While the knowledge factor had eight items, the remaining four factors consisted of three or four items each. This may have occurred because of the 45 questions, over half (n = 25, 55 %) assessed knowledge, while relatively few items focused on impact on staff (N = 7, 16 %), impact on workplace (N = 3, 7 %), awareness of vicarious trauma (N = 4, 9 %), or cynicism (N = 6, 13 %). The positive impact on the workplace and cynicism factors both had internal consistency reliability <.70, and two of the four factor loadings were <0.50. These data suggest that the validity and reliability of these factors could be improved by including additional items on each factor and/or revising the wording of the items to improve their content validity. Further, an item analysis found that 8 of the 45 items were complex statements with at least two concepts to rate (e.g., “I want to make a difference in the lives of these youth, but am not sure what I can do.”), and 25 items required at least a 10th grade reading level, a potential problem when almost 8 % of the workforce had only a high school education (Doak and Doak 1980; Doak et al. 1996). Revising the items to assess a single concept, adjusting the reading level of the items, and adding items to assess constructs with few items are likely to improve the validity and reliability of the questionnaire.

Factor scores did not vary by juvenile justice center or number of years working in juvenile justice, and with the exception of the trauma knowledge, factor scores did not vary by sex or prior trauma training. As hypothesized, education and job classification were related to knowledge, staff impact and workplace impact factor scores, but these were not related to vicarious trauma or cynicism factors.

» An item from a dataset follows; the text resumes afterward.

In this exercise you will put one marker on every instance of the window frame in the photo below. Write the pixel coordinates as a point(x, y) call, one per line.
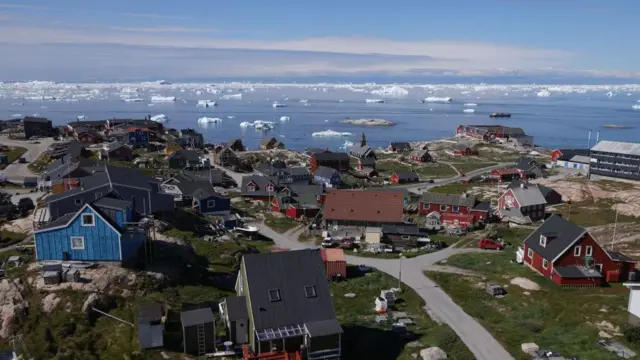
point(92, 216)
point(72, 238)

These data are not without limitations. While the overall response rate was 72 % and participants completed the questionnaire anonymously, the possibility of nonresponse bias and/or social desirability bias cannot be excluded. Although almost 300 questionnaires were available for analyses, this was a reasonably long instrument (45 items) and there is a general agreement that larger sample sizes produce the most replicable factor analysis results (Costello and Osborne 2005). Issues with a variable number of items measuring each factor, complex statements with multiple parts and the reading level of the statements may have influenced the validity and reliability of the questionnaire. Finally, this study did not assess concurrent validity, predictive validity, or other forms of reliability such as test-retest reliability of the questionnaire.

Conclusion

Regardless of limitations, this initial examination of the TTEQ suggests that the questionnaire is feasible to administer in a large group format, reasonably easy to complete and that the factor structure corresponds to the areas covered in the Think Trauma curriculum. Modest internal consistency and factor loadings, as well as statement specific issues, argue for item revision, creation of new items, and retesting. A reliable and valid measure of trauma knowledge and attitudes can be used to help to identify training needs for a particular facility or population as well as evaluate the effectiveness of the Think Trauma curriculum.

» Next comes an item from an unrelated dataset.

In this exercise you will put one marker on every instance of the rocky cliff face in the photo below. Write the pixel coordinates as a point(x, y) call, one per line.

The juvenile justice and child welfare systems are beginning to adopt and integrate trauma-informed approaches as part of their standard practices. Regardless of the system of care, staff training and education will remain an integral part of any trauma-informed intervention. Evaluation of the effectiveness of training curricula is an important step in the development of trauma-informed curricula, and evaluation is not possible without a valid and reliable measure to assess effectiveness. These findings will inform future iterations of the Think Trauma Evaluation Questionnaire and, hopefully, will insure that future forms of the questionnaire effectively measure the impact of the Think Trauma curriculum.